Testo greco e traduzione di Tucidide, 1, 133.

Versione originale in greco


τότε δὴ οἱ ἔφοροι δείξαντος αὐτοῦ
τὰ γράμματα μᾶλλον μὲν ἐπίστευσαν, αὐτήκοοι δὲ βουλη-
θέντες ἔτι γενέσθαι αὐτοῦ Παυσανίου τι λέγοντος, ἀπὸ
παρασκευῆς τοῦ ἀνθρώπου ἐπὶ Ταίναρον ἱκέτου οἰχομένου
καὶ σκηνησαμένου διπλῆν διαφράγματι καλύβην, ἐς ἣν τῶν
[τε] ἐφόρων ἐντός τινας ἔκρυψε, καὶ Παυσανίου ὡς αὐτὸν
ἐλθόντος καὶ ἐρωτῶντος τὴν πρόφασιν τῆς ἱκετείας ᾔσθοντο
πάντα σαφῶς, αἰτιωμένου τοῦ ἀνθρώπου τά τε περὶ αὐτοῦ
γραφέντα καὶ τἆλλ' ἀποφαίνοντος καθ' ἕκαστον, ὡς οὐδὲν
πώποτε αὐτὸν ἐν ταῖς πρὸς βασιλέα διακονίαις παραβάλοιτο,
προτιμηθείη δ' ἐν ἴσῳ τοῖς πολλοῖς τῶν διακόνων ἀποθανεῖν,
κἀκείνου αὐτά τε ταῦτα ξυνομολογοῦντος καὶ περὶ τοῦ
παρόντος οὐκ ἐῶντος ὀργίζεσθαι, ἀλλὰ πίστιν ἐκ τοῦ ἱεροῦ
διδόντος τῆς ἀναστάσεως καὶ ἀξιοῦντος ὡς τάχιστα πορεύεσθαι
καὶ μὴ τὰ πρασσόμενα διακωλύειν.

Traduzione all'italiano


La lettera, scritta personalmente da Pausania, rappresentava per gli efori una prova consistente; pure, per averne una definitiva, vollero ascoltare con le proprie orecchie qualche frase pronunciata da Pausania in persona, che lo compromettesse apertamente.
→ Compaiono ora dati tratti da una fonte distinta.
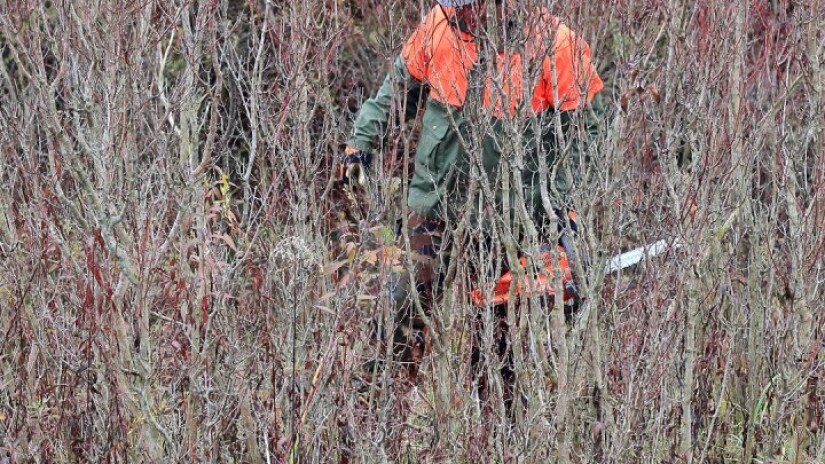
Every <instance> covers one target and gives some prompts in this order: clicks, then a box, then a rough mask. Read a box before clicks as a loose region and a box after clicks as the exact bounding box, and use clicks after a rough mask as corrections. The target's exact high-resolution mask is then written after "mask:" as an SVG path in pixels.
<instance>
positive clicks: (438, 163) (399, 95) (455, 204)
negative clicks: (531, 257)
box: [348, 57, 570, 220]
mask: <svg viewBox="0 0 825 464" xmlns="http://www.w3.org/2000/svg"><path fill="white" fill-rule="evenodd" d="M424 87H425V86H424V85H422V83H421V82H419V81H417V80H415V79H414V78H412V77H411V76H410V74H409V72H408V70H407V67H406V65H405V64H404V61H403V60H402V58H401V57H399V58H397V59H396V60H395V62H394V64H393V68H392V70H391V71H390V72H389V73H388V75H387V77H386V78H385V79H384V83H383V85H381V88H380V89H379V90H378V93H377V94H376V95H375V96H374V97H373V98H370V99H368V100H366V101H365V102H364V103H363V105H362V106H361V110H360V112H359V114H358V117H357V119H356V120H355V124H354V128H353V133H352V137H351V139H350V140H349V142H348V145H349V146H351V147H354V148H357V149H359V150H363V151H366V152H375V151H376V148H377V145H376V144H377V143H378V142H379V141H381V140H383V138H384V136H385V134H386V131H387V119H388V114H389V112H390V110H391V108H399V105H400V104H401V103H402V102H403V101H404V100H403V99H404V98H406V108H405V115H406V117H407V118H408V119H409V118H412V117H414V116H415V114H416V112H417V111H416V110H417V105H418V103H419V102H420V101H422V100H421V99H422V95H426V92H425V89H424ZM423 98H426V97H423ZM394 99H395V105H393V100H394ZM552 116H553V113H552V111H548V112H546V113H544V114H543V115H542V116H541V117H542V120H541V121H539V124H538V125H539V127H541V128H542V129H541V130H542V132H543V133H542V137H541V138H540V139H539V140H541V141H542V143H541V144H540V146H539V147H536V146H535V145H537V144H536V143H535V142H534V141H535V140H536V139H537V138H536V137H535V136H534V133H535V132H534V129H533V127H536V124H531V123H530V122H526V123H524V124H523V126H525V127H524V129H523V132H522V140H524V141H525V144H526V145H528V146H526V147H525V148H526V156H525V159H524V161H525V162H524V167H523V169H522V181H523V184H524V192H522V194H523V196H522V198H523V200H524V201H525V203H526V206H527V210H528V212H529V213H530V214H531V215H532V216H533V219H534V220H541V219H542V218H543V217H544V208H543V207H542V205H541V195H540V188H539V185H540V183H539V175H538V171H539V162H538V156H545V157H546V159H547V163H548V166H549V168H550V169H551V170H552V167H553V165H554V163H555V161H556V153H557V149H556V143H555V139H556V137H555V132H554V130H553V124H552V121H553V119H552ZM562 117H563V118H562V119H563V127H567V126H568V125H569V124H568V122H569V115H568V112H562ZM469 126H470V124H469V123H468V122H467V120H466V118H465V116H464V112H463V111H462V109H461V108H453V107H450V106H448V105H445V104H442V103H440V102H438V101H436V100H434V99H432V98H430V99H427V101H426V108H425V111H424V116H423V120H422V128H421V135H420V138H419V141H418V146H417V149H416V152H415V172H414V174H413V176H412V179H411V180H410V185H409V196H408V198H407V204H408V205H409V207H410V208H411V209H412V210H413V211H415V212H417V213H418V214H421V215H423V216H426V217H429V218H437V217H443V215H444V214H446V215H447V216H448V217H451V218H454V217H456V216H457V215H458V214H460V213H461V212H460V211H458V209H459V208H461V207H462V206H463V205H464V204H465V201H466V194H467V192H468V191H469V189H470V185H469V183H470V182H471V181H470V176H469V172H470V166H469V165H470V161H469V157H468V156H467V153H465V150H464V147H463V146H462V143H461V141H460V139H461V138H460V137H459V136H460V135H461V136H465V135H466V134H467V133H468V131H469V130H470V127H469ZM492 126H493V130H492V132H493V133H492V134H488V135H486V136H485V137H484V139H483V142H482V143H481V160H482V164H483V167H484V171H485V173H486V174H487V177H488V179H489V180H490V184H491V185H493V188H494V189H496V191H495V195H496V200H497V201H496V202H497V203H498V204H499V205H500V203H501V190H500V189H498V188H496V187H494V186H495V185H498V184H499V183H498V182H496V180H497V178H498V176H499V172H498V170H499V163H500V160H501V155H502V151H501V147H500V144H501V143H502V140H503V136H504V130H503V128H504V121H500V120H494V122H493V124H492ZM462 138H463V139H464V140H467V138H466V137H462ZM555 180H556V182H555V187H556V192H559V193H560V194H561V195H562V196H564V195H565V193H566V192H567V189H568V188H569V187H570V183H569V182H568V181H567V179H566V177H565V176H564V174H563V172H562V170H561V169H560V170H559V173H558V175H557V177H556V179H555ZM548 185H549V182H548ZM552 197H553V193H552V192H551V198H552ZM513 198H514V199H515V200H518V199H519V198H518V196H517V195H514V196H513ZM555 201H556V203H557V204H559V203H560V200H559V199H556V200H555ZM511 204H512V203H511Z"/></svg>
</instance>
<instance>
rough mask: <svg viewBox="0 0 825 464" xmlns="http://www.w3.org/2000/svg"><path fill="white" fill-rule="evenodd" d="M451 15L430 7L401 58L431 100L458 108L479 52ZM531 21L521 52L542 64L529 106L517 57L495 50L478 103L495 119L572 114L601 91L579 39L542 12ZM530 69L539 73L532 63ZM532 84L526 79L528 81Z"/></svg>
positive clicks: (516, 56) (408, 70) (451, 15)
mask: <svg viewBox="0 0 825 464" xmlns="http://www.w3.org/2000/svg"><path fill="white" fill-rule="evenodd" d="M454 13H455V11H454V9H453V8H443V7H440V6H436V7H435V8H433V9H432V10H431V11H430V13H429V14H428V15H427V16H426V18H424V21H423V22H422V23H421V25H420V26H419V27H418V28H417V29H416V30H415V32H414V33H413V34H412V36H411V37H410V38H409V39H408V40H407V43H406V44H405V45H404V48H403V50H402V53H401V57H402V59H403V60H404V62H405V64H406V65H407V70H408V71H409V73H410V75H411V76H412V77H414V78H415V79H417V80H419V81H421V82H423V83H425V84H427V85H428V86H429V87H430V98H434V99H435V100H437V101H439V102H441V103H444V104H446V105H450V106H453V107H461V106H463V105H464V102H465V100H466V97H467V88H468V74H469V72H470V69H471V68H472V67H473V65H474V64H475V63H476V62H477V61H478V51H477V43H476V41H475V39H474V38H473V36H472V35H471V34H469V33H466V32H463V31H460V30H458V28H457V27H455V26H453V25H451V22H450V18H449V17H448V15H449V16H452V15H453V14H454ZM531 22H532V23H534V25H533V26H528V27H526V28H525V29H526V30H525V33H526V37H527V38H528V41H527V43H526V44H525V46H524V50H525V54H526V55H527V56H528V57H529V59H530V60H531V61H534V60H538V59H541V60H542V61H541V66H540V68H541V69H540V75H539V76H536V77H535V85H534V88H533V92H532V96H531V100H530V106H529V108H527V107H526V106H524V105H521V104H522V102H523V100H524V98H525V91H524V90H525V89H524V86H525V78H524V76H523V74H524V69H523V68H524V67H523V64H524V63H523V61H522V56H521V55H520V54H519V53H503V52H500V53H499V54H498V57H497V59H496V65H497V66H496V68H497V71H498V72H497V75H496V76H488V77H487V80H486V84H485V89H484V94H483V103H482V104H483V105H484V107H485V108H491V107H492V111H493V114H494V115H495V116H497V117H503V116H505V115H506V116H515V115H517V114H518V112H519V108H520V106H521V107H522V111H524V112H526V113H529V112H530V111H532V112H533V113H534V114H537V113H540V112H542V111H545V110H546V109H548V108H551V107H552V108H556V109H558V110H561V111H566V110H573V109H576V108H578V107H579V106H581V105H583V104H586V103H588V102H590V100H591V99H592V98H593V96H594V95H595V94H596V93H597V92H599V91H600V90H601V89H602V88H603V87H604V84H603V83H602V80H601V79H600V78H599V75H598V73H597V72H596V69H595V67H594V66H593V63H591V61H590V47H589V46H588V44H587V43H586V42H585V41H584V40H582V39H580V38H578V37H576V35H575V34H574V33H573V31H571V30H570V28H568V27H567V26H566V25H564V24H563V23H561V22H560V21H559V19H558V18H557V17H555V16H551V15H549V14H548V13H547V12H546V10H543V9H542V10H541V11H540V12H539V14H537V15H534V16H532V17H531ZM554 64H555V76H554V75H553V71H554V70H553V65H554ZM534 67H535V68H537V70H538V67H539V66H538V63H537V62H536V63H535V64H534ZM493 77H495V80H494V79H493ZM531 81H532V80H531V79H530V78H529V77H528V79H527V82H528V83H529V82H531ZM554 83H555V87H554V85H553V84H554ZM554 89H555V91H556V92H557V95H558V100H559V101H558V103H556V101H555V97H554ZM505 105H506V107H507V108H508V110H507V112H506V113H505V111H504V110H503V108H504V107H505Z"/></svg>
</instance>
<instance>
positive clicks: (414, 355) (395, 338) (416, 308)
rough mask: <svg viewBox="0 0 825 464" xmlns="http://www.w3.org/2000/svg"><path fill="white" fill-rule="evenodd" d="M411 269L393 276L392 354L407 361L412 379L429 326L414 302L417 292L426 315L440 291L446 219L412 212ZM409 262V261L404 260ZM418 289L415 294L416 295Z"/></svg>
mask: <svg viewBox="0 0 825 464" xmlns="http://www.w3.org/2000/svg"><path fill="white" fill-rule="evenodd" d="M407 228H408V229H407V235H408V236H409V240H410V252H411V256H410V258H411V261H412V264H413V269H412V273H410V270H408V269H404V270H403V271H401V272H400V273H398V274H396V275H395V277H394V282H393V288H392V299H393V306H394V309H395V312H396V321H395V331H394V333H393V357H394V359H395V360H397V361H399V362H401V363H402V364H404V365H406V367H407V368H408V369H409V374H410V378H411V380H412V379H414V378H415V376H416V375H417V372H418V363H419V361H420V359H421V357H422V356H423V354H424V349H425V345H426V334H427V327H426V324H425V323H424V319H423V318H422V317H421V314H420V313H419V311H418V308H417V306H416V304H415V298H416V295H417V297H418V300H419V301H420V303H421V309H422V311H423V312H424V315H426V316H427V317H429V316H430V314H431V309H432V307H433V305H434V304H435V303H436V302H437V300H438V298H439V296H440V293H441V288H440V287H441V285H440V284H441V282H440V281H441V279H442V276H443V274H444V272H445V270H446V269H445V263H446V258H445V257H446V255H447V253H448V244H447V240H446V239H445V236H444V222H442V221H440V220H437V219H429V218H426V217H424V216H421V215H419V214H416V213H411V214H410V216H409V217H408V221H407ZM402 266H406V262H404V263H402ZM413 291H415V293H416V295H413Z"/></svg>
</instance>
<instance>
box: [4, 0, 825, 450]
mask: <svg viewBox="0 0 825 464" xmlns="http://www.w3.org/2000/svg"><path fill="white" fill-rule="evenodd" d="M433 3H434V2H430V1H423V0H419V1H403V0H388V1H377V0H295V1H289V2H282V1H266V2H265V1H257V0H256V1H253V0H249V1H245V2H242V1H237V0H214V1H197V2H190V1H182V0H173V1H156V0H145V1H121V2H105V1H103V2H101V1H94V0H77V1H72V2H53V1H32V0H25V1H23V0H4V1H2V2H0V58H1V59H0V181H1V182H2V184H3V188H2V189H0V462H99V461H107V462H218V461H220V462H241V461H242V462H267V463H269V462H384V461H392V462H563V463H570V462H616V463H619V462H622V463H635V462H698V463H701V462H793V463H822V462H825V422H824V421H825V379H823V376H825V351H823V346H824V345H823V337H825V332H823V326H825V310H823V308H825V306H823V303H822V300H823V296H825V234H823V231H822V229H823V227H825V146H823V141H825V134H823V132H822V128H823V127H825V119H824V118H823V114H825V94H823V92H824V91H825V88H823V86H825V73H824V72H823V66H825V63H824V62H823V60H825V37H823V30H825V4H823V3H822V2H818V1H815V0H809V1H807V2H789V1H786V0H741V1H738V2H727V1H703V2H691V1H683V0H662V1H652V0H594V1H586V2H582V1H579V0H570V1H568V2H553V1H543V2H533V1H525V2H518V3H519V8H520V9H522V10H523V11H527V10H528V9H529V8H530V5H529V4H533V3H541V4H542V5H543V6H546V7H547V8H549V9H550V10H551V11H552V12H554V13H555V14H557V15H559V16H560V17H562V18H563V19H564V20H565V21H566V22H567V23H568V24H570V25H571V26H572V27H573V28H574V29H575V30H577V31H578V32H579V33H580V35H581V36H582V37H584V38H585V39H586V40H587V41H588V42H589V43H590V45H591V48H592V54H593V59H594V62H595V63H596V64H597V66H598V68H599V72H600V73H601V75H602V76H603V78H604V80H605V82H606V88H605V90H604V91H603V92H602V95H601V97H600V101H599V102H598V108H597V110H598V111H592V112H589V113H588V114H582V115H580V116H581V117H580V118H578V119H577V120H576V121H577V122H576V123H575V124H574V125H575V127H576V128H578V129H580V130H573V131H572V132H571V135H570V140H568V142H569V145H568V146H566V148H565V150H566V151H565V153H579V154H586V155H588V156H589V158H590V159H591V162H590V163H589V164H587V165H586V166H585V167H583V168H581V169H582V171H581V172H579V173H578V174H579V175H580V177H581V178H582V181H581V184H582V185H581V186H580V188H579V189H577V190H576V191H575V193H574V194H573V195H572V196H571V197H570V198H567V201H568V202H569V203H571V204H573V205H575V207H576V209H577V211H578V213H579V217H580V218H581V223H582V225H583V231H584V232H583V233H582V234H581V237H580V239H579V242H580V243H579V245H580V246H581V247H582V248H583V249H586V250H588V251H589V253H590V255H591V258H592V260H593V263H594V264H593V265H592V266H590V267H589V269H588V270H587V272H586V274H587V275H586V279H583V281H584V282H585V285H584V286H583V294H584V296H585V297H586V299H585V303H584V304H583V305H582V306H581V308H580V309H579V311H578V312H576V313H575V314H573V315H572V316H571V317H570V318H568V320H566V319H565V317H564V314H563V308H561V306H559V305H556V304H553V302H552V301H551V302H546V301H545V302H542V301H524V302H522V303H521V304H519V305H511V306H510V307H509V308H508V313H507V317H508V321H509V322H510V329H509V330H510V333H511V337H512V340H513V348H514V359H515V366H516V397H517V400H516V401H515V402H514V407H513V412H512V414H508V413H507V412H506V411H505V408H504V406H503V402H502V394H503V393H502V392H503V389H502V386H501V382H500V379H499V380H496V379H497V377H496V372H497V369H498V368H497V365H496V362H495V358H494V357H492V356H490V357H489V359H490V362H489V363H488V365H487V366H486V369H487V371H488V374H489V375H490V378H491V379H492V380H491V385H492V386H491V388H490V391H491V394H490V398H489V399H488V400H487V401H486V402H484V401H482V402H480V401H479V400H478V398H477V396H476V394H475V392H476V390H475V388H474V384H473V381H472V376H471V373H470V363H469V359H470V351H471V348H470V342H469V337H470V332H471V330H470V327H471V325H472V324H473V323H474V322H475V321H477V320H479V318H480V320H482V321H485V322H486V327H491V326H492V324H491V322H492V318H493V315H492V312H491V309H490V308H487V309H484V310H475V309H473V308H472V306H471V305H470V304H469V301H468V298H467V289H468V288H469V287H470V286H475V285H477V284H478V283H477V282H469V279H470V276H471V273H469V272H468V271H467V270H468V269H471V268H473V267H474V266H475V268H478V265H479V263H478V262H479V261H481V264H487V265H490V266H496V265H498V264H500V263H501V262H504V261H506V260H507V253H506V252H505V251H506V249H508V247H509V246H511V245H513V243H510V242H508V241H507V240H500V241H498V242H496V243H495V244H494V245H493V246H492V248H491V254H490V255H489V256H486V255H485V256H480V255H473V256H456V259H457V261H456V263H458V264H457V265H456V266H455V274H454V275H453V276H452V277H451V280H450V284H449V285H448V287H447V290H446V292H445V296H444V298H443V300H442V301H441V302H439V304H438V306H437V308H436V310H435V311H434V313H433V314H432V315H431V316H432V317H431V318H430V327H429V328H428V330H429V335H430V336H429V338H428V344H427V349H426V352H425V353H423V357H422V360H421V363H420V366H419V367H418V372H417V375H416V376H415V377H414V378H410V375H409V372H410V371H409V370H408V369H404V368H401V367H399V366H398V365H397V364H396V363H394V362H393V357H392V355H391V353H390V352H389V350H388V349H387V348H386V344H383V345H382V344H380V343H379V344H376V343H373V342H371V339H373V338H375V337H377V336H380V334H379V335H376V333H378V332H380V331H378V332H377V331H376V327H377V326H380V325H382V324H384V325H387V324H390V325H391V324H392V321H393V319H394V317H393V314H392V309H391V308H390V306H389V303H388V298H387V287H388V286H387V282H388V276H389V274H390V273H391V272H392V271H393V269H394V268H397V267H403V266H404V265H405V264H404V263H405V262H406V261H405V259H404V253H403V250H404V247H403V244H399V242H398V241H397V240H396V239H395V232H394V225H395V222H396V220H397V219H398V218H400V217H402V216H403V214H404V206H403V205H404V202H403V194H404V192H405V189H406V179H407V175H408V173H409V164H410V157H411V155H410V152H411V150H412V149H413V148H414V141H415V139H416V133H417V132H418V127H417V125H418V124H420V122H419V121H417V120H413V121H410V122H409V123H406V124H405V123H402V122H400V121H396V122H395V123H394V124H393V126H392V128H391V130H390V132H389V136H388V140H387V142H386V144H385V146H384V148H383V149H382V150H381V152H380V153H378V154H377V155H378V160H379V162H378V166H377V175H376V176H375V178H374V182H373V183H374V185H373V187H372V190H371V191H370V192H369V193H367V194H359V195H358V196H355V197H353V196H347V195H344V194H342V193H341V192H340V191H339V190H338V188H337V187H338V186H337V185H335V184H334V183H333V180H334V176H333V172H334V170H335V165H336V163H337V156H338V154H339V153H340V151H341V148H342V144H343V143H344V141H345V140H346V138H347V135H348V133H349V130H350V128H351V124H352V119H353V118H354V114H355V111H357V109H358V106H359V104H360V101H362V100H363V99H364V98H366V97H367V96H368V95H369V94H371V93H372V92H374V91H375V90H376V89H377V87H378V85H379V84H380V82H381V81H382V79H383V78H384V75H385V73H386V71H387V70H388V69H389V66H390V64H391V62H392V60H393V59H394V58H395V56H397V54H398V52H399V49H400V47H401V44H402V43H403V40H404V38H405V37H406V35H407V34H409V32H410V31H411V30H412V28H413V27H415V24H416V23H417V21H418V19H419V18H420V17H421V15H422V14H423V13H424V12H426V11H427V10H428V9H429V8H430V7H431V6H432V4H433ZM487 122H488V123H489V120H487ZM594 122H595V124H596V128H597V129H596V130H595V132H594V133H592V134H590V135H587V131H586V130H584V129H585V126H586V124H588V123H594ZM514 124H517V123H514ZM488 128H489V126H485V125H483V124H482V125H479V127H477V128H475V129H474V131H475V132H474V134H475V135H478V134H483V133H485V130H487V129H488ZM586 135H587V137H588V138H587V140H586V143H585V140H583V139H584V138H585V136H586ZM574 147H575V148H577V150H573V148H574ZM514 150H515V153H518V150H519V148H518V147H515V148H514ZM568 158H570V159H565V158H563V161H562V169H574V167H575V166H579V165H578V164H576V163H572V162H571V161H572V158H573V156H572V155H571V156H569V157H568ZM575 169H578V168H575ZM504 172H505V174H506V172H507V171H506V169H505V171H504ZM394 179H399V180H400V184H399V182H398V181H396V180H394ZM525 237H527V236H526V235H525ZM528 238H529V237H527V238H525V239H524V240H522V242H519V243H516V244H515V246H517V247H519V248H520V249H525V250H526V249H529V248H530V246H531V245H532V244H531V243H527V242H526V240H528ZM661 238H665V239H668V240H670V241H672V242H675V241H678V242H680V243H682V244H683V246H682V247H681V248H679V249H678V250H674V251H671V252H669V253H668V254H666V255H665V256H663V257H661V258H660V259H657V260H655V261H651V262H649V263H647V264H646V265H643V266H640V267H636V268H634V269H630V270H627V271H625V272H623V273H621V274H609V275H606V274H605V272H604V271H603V268H602V266H601V264H602V263H603V262H604V261H605V260H606V259H607V258H608V257H609V256H611V255H613V254H615V253H617V252H619V251H622V250H626V249H627V248H628V247H632V246H637V245H640V244H643V243H650V242H652V241H655V240H657V239H661ZM468 254H469V253H468ZM473 261H476V263H475V264H474V263H473ZM487 332H488V333H486V335H485V345H484V346H486V347H488V348H489V349H490V350H492V337H493V335H492V330H488V331H487ZM367 361H372V362H375V363H376V365H378V366H380V367H381V368H380V369H378V370H377V371H376V376H375V377H376V378H375V379H372V380H374V382H372V383H371V384H369V385H368V388H364V385H365V384H364V383H363V382H360V381H359V379H360V377H359V375H360V373H361V371H362V366H363V365H364V363H365V362H367ZM361 380H363V379H361Z"/></svg>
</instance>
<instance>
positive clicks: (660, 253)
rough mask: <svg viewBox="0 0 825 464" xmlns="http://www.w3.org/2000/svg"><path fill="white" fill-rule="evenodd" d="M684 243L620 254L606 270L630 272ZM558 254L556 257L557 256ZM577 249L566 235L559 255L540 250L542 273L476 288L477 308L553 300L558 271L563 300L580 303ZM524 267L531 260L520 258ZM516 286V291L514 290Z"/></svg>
mask: <svg viewBox="0 0 825 464" xmlns="http://www.w3.org/2000/svg"><path fill="white" fill-rule="evenodd" d="M681 245H682V244H681V243H680V242H679V241H672V242H669V241H668V240H664V239H662V240H659V241H657V242H655V243H652V244H650V245H644V246H641V247H638V248H634V249H633V250H630V251H627V252H624V253H620V254H618V255H615V256H613V257H611V258H610V259H609V260H608V261H607V263H606V264H605V267H604V272H605V274H612V273H614V272H618V271H621V270H622V269H627V268H629V267H631V266H635V265H636V264H639V263H640V262H642V261H644V260H649V259H651V258H654V257H656V256H658V255H660V254H662V253H664V252H666V251H667V250H670V249H673V248H679V247H680V246H681ZM554 254H555V256H554ZM576 256H577V255H576V253H575V249H574V248H573V244H572V241H571V240H570V238H569V236H568V235H567V234H562V236H561V238H560V239H559V244H558V245H557V246H556V252H555V253H553V251H552V249H551V247H550V246H549V245H543V246H542V247H540V249H539V250H538V257H539V263H537V264H538V268H539V269H538V271H537V272H536V273H535V274H533V275H532V276H530V277H525V278H524V279H522V280H521V281H518V279H516V277H515V275H514V274H513V271H507V272H505V273H504V274H503V275H502V276H501V277H500V278H499V279H498V281H496V282H495V283H494V284H492V286H491V287H488V288H486V289H484V290H486V291H484V290H482V289H475V290H473V291H472V292H471V293H470V298H471V301H472V304H473V306H475V307H477V308H483V307H485V306H487V305H492V306H498V305H505V304H507V303H508V302H509V301H510V298H516V299H529V298H533V297H544V298H548V299H549V298H553V297H555V295H556V287H555V283H556V282H555V279H554V277H555V275H556V270H558V271H559V272H560V273H561V283H562V289H563V292H564V294H563V299H564V302H565V303H566V304H573V303H577V302H578V300H579V292H578V289H577V285H576V282H577V281H578V279H577V278H576V276H575V274H574V271H573V267H572V262H571V260H572V261H575V259H576ZM519 262H520V264H521V266H522V267H524V268H526V267H527V258H526V257H521V258H519ZM513 285H515V288H512V287H513Z"/></svg>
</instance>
A questo scopo, di concerto con gli efori, l'uomo si recò sul Tenaro come supplice, eresse una capanna e con una parete divisoria ne ricavò due ambienti, in uno dei quali fece appostare alcuni degli efori. Udirono chiara ogni parola, in quell'incontro tra Pausania e il suo uomo. Pausania esordì chiedendo il motivo di quella supplica ed ebbe in risposta le rimostranze del suo interlocutore, per quegli ordini contenuti nella lettera, che lo riguardavano. Elencava distintamente ogni altro particolare, facendo notare che nei suoi uffici d'intermediario presso il re non lo aveva mai esposto. Eppure gli si riservava il bel privilegio d'esser messo a morte, come gli altri che lo avevano preceduto in quel compìto. Le frasi di Pausania, che riconosceva in pieno i suoi torti e conveniva su ogni punto, che pregava l'altro di non lasciarsi fuorviare dall'irritazione di quel momento, giunsero alle orecchie degli uditori. Come le sue assicurazioni di incolumità, se quello usciva dal santuario, e l'istanza di mettersi quanto prima in viaggio, senza pregiudicare le trattative in corso.